The well-tempered powers of music are age-old. Whether elegiac in its pathos or buoyantly uplifting, music has always been a euphonic tonic for the body and the soul. From Apollo to Florence Nightingale to the Nordoff-Robbins school of thought, music-as-therapy has a time-hallowed timbre. Music’s remarkable link to our emotions and the mind, to our synapses and somatic signals, makes it a natural remedial instrument. As a modern practice, however, music therapy can be understood as a goal-oriented psychological clinical intervention that can involve making, listening, discussing and largely engaging with music. In its active form, it entails playing instruments or wider forms of music-making; receptive music therapy involves a client listening and responding to music to alter mental states and bodily chemistry. Using the innate mood-influencing qualities of music, its therapeutic methodologies can help with improving emotional expression, as well as having empirically-proven physical and mental benefits. Under the right conditions, music therapy can improve heart rate and stimulate the brain, mute anxiety, muffle mental health conditions and silence stress.

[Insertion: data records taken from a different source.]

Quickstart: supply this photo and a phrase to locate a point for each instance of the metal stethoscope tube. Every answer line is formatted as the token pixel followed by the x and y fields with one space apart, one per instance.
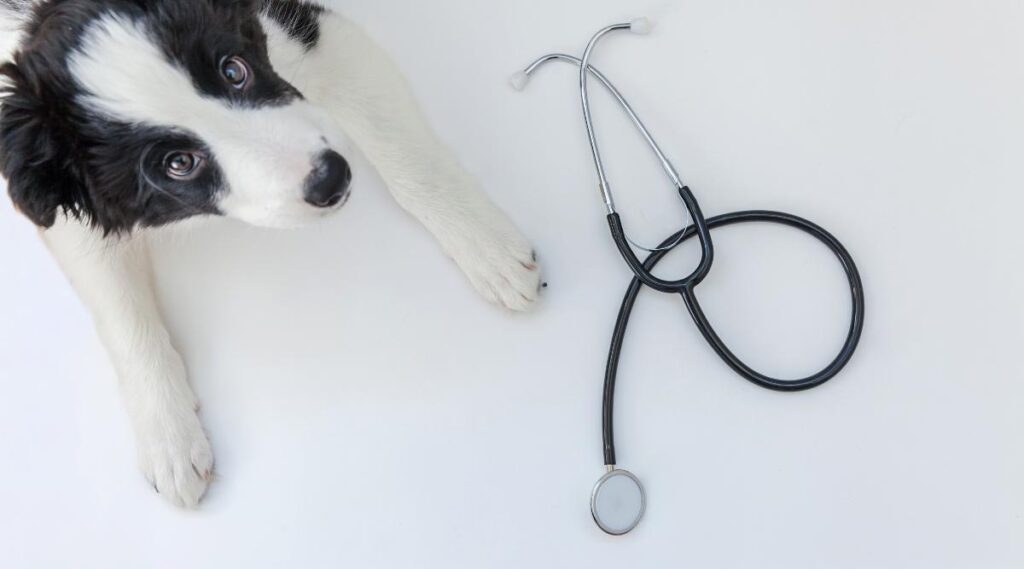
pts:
pixel 685 287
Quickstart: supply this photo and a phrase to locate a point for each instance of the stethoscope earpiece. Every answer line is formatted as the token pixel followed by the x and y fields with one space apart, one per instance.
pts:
pixel 617 501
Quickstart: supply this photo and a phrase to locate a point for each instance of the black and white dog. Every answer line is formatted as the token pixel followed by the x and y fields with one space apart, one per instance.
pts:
pixel 121 116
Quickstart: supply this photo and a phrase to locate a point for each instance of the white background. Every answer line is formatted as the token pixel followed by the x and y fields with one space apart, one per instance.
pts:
pixel 369 410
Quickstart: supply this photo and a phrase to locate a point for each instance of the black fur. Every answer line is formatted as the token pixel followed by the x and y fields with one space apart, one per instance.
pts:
pixel 300 19
pixel 59 157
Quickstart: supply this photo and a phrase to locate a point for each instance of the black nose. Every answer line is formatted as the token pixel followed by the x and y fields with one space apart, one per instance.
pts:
pixel 328 184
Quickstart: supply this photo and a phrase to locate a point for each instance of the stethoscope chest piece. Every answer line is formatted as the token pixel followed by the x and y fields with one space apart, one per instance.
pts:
pixel 617 502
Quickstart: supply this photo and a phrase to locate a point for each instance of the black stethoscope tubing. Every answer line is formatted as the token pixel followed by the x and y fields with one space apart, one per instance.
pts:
pixel 686 289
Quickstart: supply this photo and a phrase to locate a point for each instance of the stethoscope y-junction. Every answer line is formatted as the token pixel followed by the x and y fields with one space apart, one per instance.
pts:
pixel 619 501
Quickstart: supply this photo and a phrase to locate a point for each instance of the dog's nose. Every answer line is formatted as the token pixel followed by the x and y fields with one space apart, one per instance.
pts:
pixel 328 184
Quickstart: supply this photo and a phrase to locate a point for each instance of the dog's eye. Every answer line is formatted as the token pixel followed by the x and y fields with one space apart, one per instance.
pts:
pixel 183 166
pixel 236 72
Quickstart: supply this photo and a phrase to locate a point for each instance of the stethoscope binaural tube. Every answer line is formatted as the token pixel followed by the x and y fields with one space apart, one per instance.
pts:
pixel 619 500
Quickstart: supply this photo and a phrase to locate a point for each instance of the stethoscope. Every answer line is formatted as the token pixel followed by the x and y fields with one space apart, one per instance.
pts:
pixel 619 500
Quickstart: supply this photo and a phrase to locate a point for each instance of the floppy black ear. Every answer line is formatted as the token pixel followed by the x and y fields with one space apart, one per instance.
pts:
pixel 38 149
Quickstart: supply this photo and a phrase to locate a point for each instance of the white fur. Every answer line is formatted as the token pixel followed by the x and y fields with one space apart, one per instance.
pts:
pixel 359 90
pixel 265 154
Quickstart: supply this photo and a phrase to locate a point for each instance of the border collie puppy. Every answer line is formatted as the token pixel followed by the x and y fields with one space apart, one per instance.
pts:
pixel 121 116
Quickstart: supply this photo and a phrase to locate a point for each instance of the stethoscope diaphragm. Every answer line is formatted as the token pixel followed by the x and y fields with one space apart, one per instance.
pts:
pixel 617 502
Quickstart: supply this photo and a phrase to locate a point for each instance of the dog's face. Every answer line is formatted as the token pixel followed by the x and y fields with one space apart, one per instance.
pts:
pixel 140 113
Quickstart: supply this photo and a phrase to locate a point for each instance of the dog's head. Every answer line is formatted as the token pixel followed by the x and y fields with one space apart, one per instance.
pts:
pixel 140 113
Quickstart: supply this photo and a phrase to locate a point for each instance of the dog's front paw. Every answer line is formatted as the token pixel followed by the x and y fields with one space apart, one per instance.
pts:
pixel 175 455
pixel 501 264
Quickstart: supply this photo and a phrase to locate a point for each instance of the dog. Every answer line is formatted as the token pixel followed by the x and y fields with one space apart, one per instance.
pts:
pixel 120 117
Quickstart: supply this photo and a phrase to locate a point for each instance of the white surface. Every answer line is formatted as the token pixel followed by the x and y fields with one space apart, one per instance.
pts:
pixel 369 410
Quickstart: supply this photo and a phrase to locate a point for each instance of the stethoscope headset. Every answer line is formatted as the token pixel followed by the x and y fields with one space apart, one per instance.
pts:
pixel 619 500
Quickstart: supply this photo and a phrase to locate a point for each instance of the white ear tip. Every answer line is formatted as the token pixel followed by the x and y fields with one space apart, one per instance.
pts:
pixel 641 26
pixel 519 81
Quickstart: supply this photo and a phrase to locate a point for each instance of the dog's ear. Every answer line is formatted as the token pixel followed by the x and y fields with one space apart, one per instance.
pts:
pixel 38 148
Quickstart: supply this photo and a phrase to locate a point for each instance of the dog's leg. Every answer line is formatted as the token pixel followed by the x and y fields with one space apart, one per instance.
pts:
pixel 113 277
pixel 351 77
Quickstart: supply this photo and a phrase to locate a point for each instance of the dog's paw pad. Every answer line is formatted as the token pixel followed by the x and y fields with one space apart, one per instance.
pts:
pixel 176 458
pixel 505 270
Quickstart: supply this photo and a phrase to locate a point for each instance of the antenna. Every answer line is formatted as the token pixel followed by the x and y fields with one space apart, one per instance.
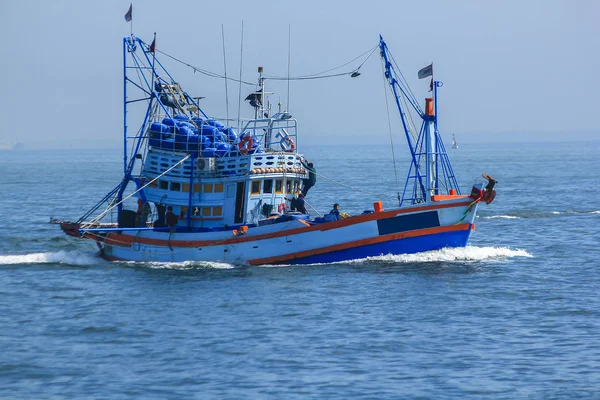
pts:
pixel 240 90
pixel 225 68
pixel 289 57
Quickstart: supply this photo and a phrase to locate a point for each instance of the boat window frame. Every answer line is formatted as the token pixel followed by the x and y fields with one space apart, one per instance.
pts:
pixel 268 186
pixel 255 186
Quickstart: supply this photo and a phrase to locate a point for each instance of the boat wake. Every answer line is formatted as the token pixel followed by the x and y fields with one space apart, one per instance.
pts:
pixel 499 217
pixel 457 254
pixel 537 214
pixel 59 257
pixel 186 265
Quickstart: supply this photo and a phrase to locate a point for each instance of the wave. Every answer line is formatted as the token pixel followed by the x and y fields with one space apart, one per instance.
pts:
pixel 574 212
pixel 461 254
pixel 515 214
pixel 60 257
pixel 185 265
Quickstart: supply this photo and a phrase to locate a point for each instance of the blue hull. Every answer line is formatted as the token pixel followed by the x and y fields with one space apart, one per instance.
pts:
pixel 401 246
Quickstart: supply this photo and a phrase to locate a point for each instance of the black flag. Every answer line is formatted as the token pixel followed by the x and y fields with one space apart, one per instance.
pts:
pixel 425 72
pixel 128 15
pixel 255 99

Music has been used in the treatment of range of neurological conditions, including dementia. Globally, around 50 million people suffer with its deteriorating effects on memory, cognition, and emotional and social behaviour. In 2020, an interdisciplinary research team at the University of Castilla-La Mancha conducted a review into the therapeutic efficacy of music in the treatment of dementia. Promising results in the meta-analysis allowed them to conclude that passive music therapy improved the quality of life of people suffering with the syndrome by improving patients’ emotional wellbeing and cognitive functions. Combined with pharmacological and other psychosocial therapies, the positive neurological effects of listening to music allowed the Spanish research team to suggest that “music could be a powerful treatment strategy” for dementia.